Thursday, December 15, 2016

Be Back Soon

I’ve been in Tucson for more than two weeks now. Arizona and Kansas are so different in many ways for me. In Kansas I am rather isolated in the country, while here I am in mid-town Tucson, part of a four-person intergenerational family. In Kansas the nearest grocery store is twenty minutes away, but here I can get to Sprouts Farmers Market in just three minutes. Although a million people live in this area, midtown gives me access to everything I need within the neighborhood. There’s even a crematorium not far from our house, just in case.

I can’t write in my Chicken Creek Journal while I’m in Tucson because the two places are so radically different. Today I’m switching to my other journal, Tucson Off and On, to record my alternate reality. I hope to be back here in April 2017, assuming I won't need to patronize the neighborhood crematorium in the meantime.

Before we left Kansas, Dennis hung old quilts over our uncurtained front windows. 

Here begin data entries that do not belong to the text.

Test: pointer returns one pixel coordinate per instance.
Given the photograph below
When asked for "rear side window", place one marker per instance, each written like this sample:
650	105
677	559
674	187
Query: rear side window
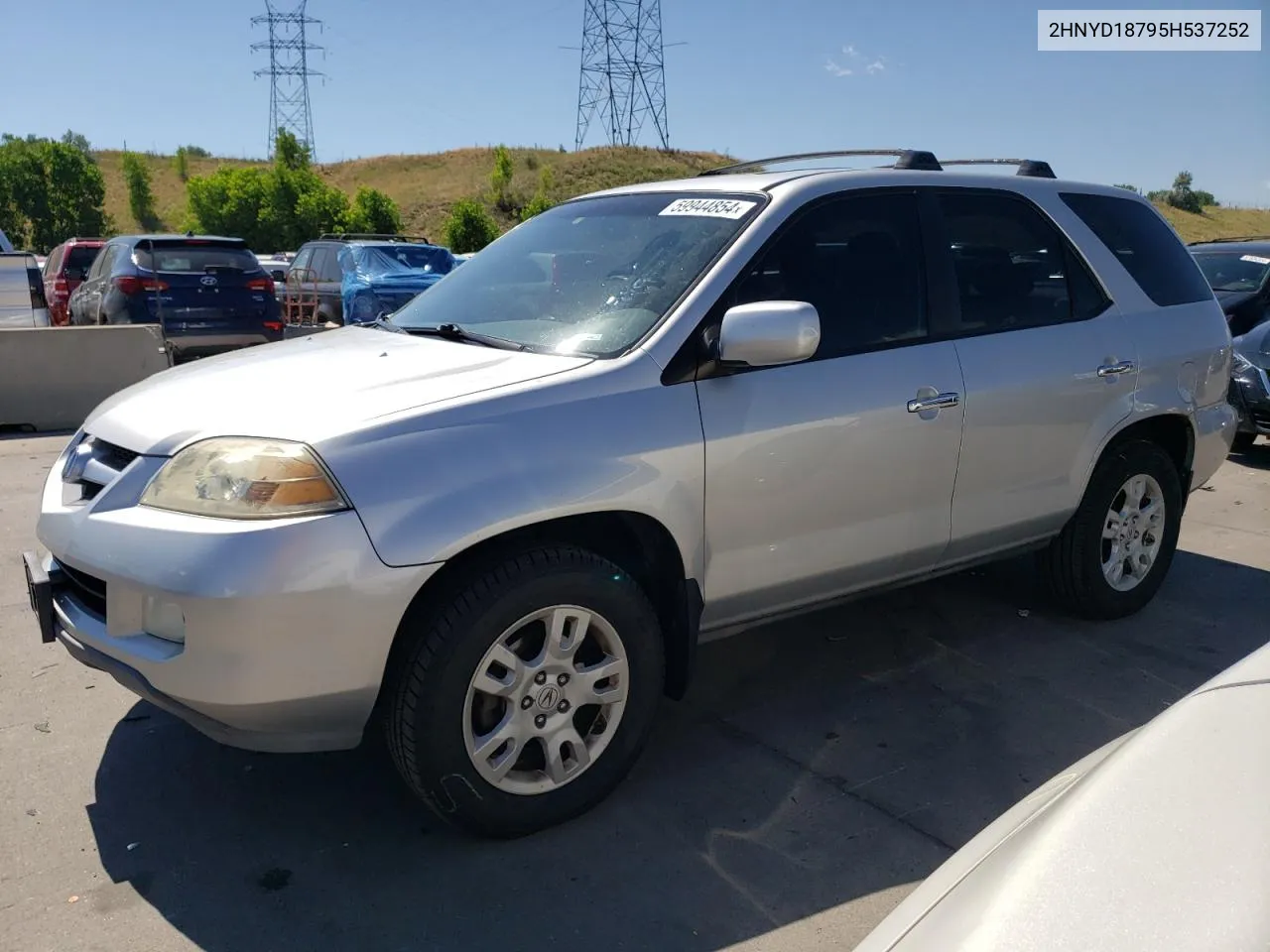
1014	268
1147	248
178	257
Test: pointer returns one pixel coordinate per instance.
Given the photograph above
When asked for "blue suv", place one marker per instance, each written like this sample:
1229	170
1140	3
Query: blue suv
209	294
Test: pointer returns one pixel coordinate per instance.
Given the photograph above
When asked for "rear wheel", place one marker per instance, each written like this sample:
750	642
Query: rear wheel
527	698
1114	552
1243	442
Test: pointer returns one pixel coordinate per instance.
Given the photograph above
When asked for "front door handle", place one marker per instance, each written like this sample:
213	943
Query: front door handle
1115	370
940	402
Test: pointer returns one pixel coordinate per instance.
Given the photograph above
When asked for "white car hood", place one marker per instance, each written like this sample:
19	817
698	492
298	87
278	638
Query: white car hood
1164	843
309	389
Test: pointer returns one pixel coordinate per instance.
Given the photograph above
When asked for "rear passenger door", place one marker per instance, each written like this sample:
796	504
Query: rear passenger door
1049	367
828	476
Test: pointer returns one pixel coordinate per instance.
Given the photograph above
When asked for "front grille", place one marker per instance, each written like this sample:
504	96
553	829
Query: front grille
86	589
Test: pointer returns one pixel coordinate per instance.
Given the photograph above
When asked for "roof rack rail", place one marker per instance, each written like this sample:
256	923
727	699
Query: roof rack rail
913	159
1030	168
367	236
1241	238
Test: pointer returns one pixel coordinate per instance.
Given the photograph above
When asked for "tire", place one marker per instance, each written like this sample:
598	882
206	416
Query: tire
435	712
1243	442
1072	565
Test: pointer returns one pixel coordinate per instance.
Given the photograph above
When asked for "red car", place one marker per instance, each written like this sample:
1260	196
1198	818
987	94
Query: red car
66	267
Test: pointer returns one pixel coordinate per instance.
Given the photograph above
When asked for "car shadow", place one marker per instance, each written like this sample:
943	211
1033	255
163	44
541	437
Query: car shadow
826	761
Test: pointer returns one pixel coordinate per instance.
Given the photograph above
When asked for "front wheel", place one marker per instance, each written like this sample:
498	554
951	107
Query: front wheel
525	701
1114	552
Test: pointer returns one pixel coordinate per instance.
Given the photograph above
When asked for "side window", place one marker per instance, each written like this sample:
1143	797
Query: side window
102	263
1147	248
858	262
325	266
300	264
1014	270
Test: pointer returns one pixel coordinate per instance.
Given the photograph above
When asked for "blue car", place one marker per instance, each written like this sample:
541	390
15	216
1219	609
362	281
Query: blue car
382	277
209	294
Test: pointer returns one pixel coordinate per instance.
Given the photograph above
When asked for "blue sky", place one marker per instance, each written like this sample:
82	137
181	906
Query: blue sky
751	79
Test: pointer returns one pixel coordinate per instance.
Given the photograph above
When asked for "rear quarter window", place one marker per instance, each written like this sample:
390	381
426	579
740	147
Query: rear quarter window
1147	248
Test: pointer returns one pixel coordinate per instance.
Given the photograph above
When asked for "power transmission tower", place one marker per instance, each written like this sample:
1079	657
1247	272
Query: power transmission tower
289	71
622	70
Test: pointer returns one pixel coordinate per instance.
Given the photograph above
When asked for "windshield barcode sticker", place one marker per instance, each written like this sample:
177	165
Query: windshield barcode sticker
708	207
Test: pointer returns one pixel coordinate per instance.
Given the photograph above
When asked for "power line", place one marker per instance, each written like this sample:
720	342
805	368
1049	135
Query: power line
289	71
622	79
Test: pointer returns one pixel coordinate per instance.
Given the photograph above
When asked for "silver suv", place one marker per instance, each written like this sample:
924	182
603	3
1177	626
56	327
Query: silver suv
498	525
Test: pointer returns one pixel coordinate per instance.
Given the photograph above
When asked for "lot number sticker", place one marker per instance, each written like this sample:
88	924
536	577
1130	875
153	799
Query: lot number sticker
708	207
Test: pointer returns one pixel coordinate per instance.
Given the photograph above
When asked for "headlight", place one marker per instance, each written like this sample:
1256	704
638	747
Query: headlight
244	479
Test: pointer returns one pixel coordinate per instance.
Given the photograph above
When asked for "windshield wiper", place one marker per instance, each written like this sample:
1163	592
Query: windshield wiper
381	324
452	331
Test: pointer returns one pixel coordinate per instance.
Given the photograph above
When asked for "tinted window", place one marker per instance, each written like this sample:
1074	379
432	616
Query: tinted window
79	259
1230	271
180	257
1147	248
858	262
1014	268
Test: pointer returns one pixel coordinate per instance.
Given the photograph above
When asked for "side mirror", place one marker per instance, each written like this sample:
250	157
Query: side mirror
769	333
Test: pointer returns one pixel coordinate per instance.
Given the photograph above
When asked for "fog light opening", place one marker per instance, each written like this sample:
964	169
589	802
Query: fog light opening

Copyright 2016 by Shirley Domer

Saturday, December 10, 2016

Be Here Now, in Peace

All through November I meant to write in my journal about peppers, but it didn’t happen. I was preoccupied with attempting to weave my way through the maze of arranging for an infusion of my rheumatoid arthritis drug in Tucson on November 23. The treatment must be administered every eight weeks, so if that

We had planned to leave Kansas for Tucson on November 1. Having started packing in mid-October, we were living with half-packed banker’s boxes in every room. I was buying just enough fresh produce for a day at a time.

After numerous phone calls spread out through three weeks to both of my rheumatologists – one in Topeka, one in Tucson – I finally admitted defeat and delayed departure until I could get an infusion in Topeka.

This preoccupation with the future kept me from living in the moment. If only I had been able to follow that old Hippie slogan “be here now” (a principle shared with Buddhism and other peaceful, meditative religious) I would have written about the marvel of having thriving pepper plants on October 31, laden with ripening peppers. Our average freeze date is much earlier than that.

Finally, on November 13, we harvested the peppers after a freeze the night before.

I loved looking at the various shapes and colors. They are all peppers, but they vary in characteristics that define them as pimento, yellow bell, jalapeno, and so on.  Sometimes those of us who save seeds for next year find a few surprises when we discover that two varieties have crossed to produce a different pepper altogether.

People are like peppers. Some of us have dark skins, some light; some hold to one religion while some have other beliefs. We vary in many ways, but we are all people, easily distinguishable from apes and kangaroos. Sometimes people of different varieties cross, and produce a beautiful child. 

I wish we could just all get along, like the pepper plants in our garden, happily co-existing.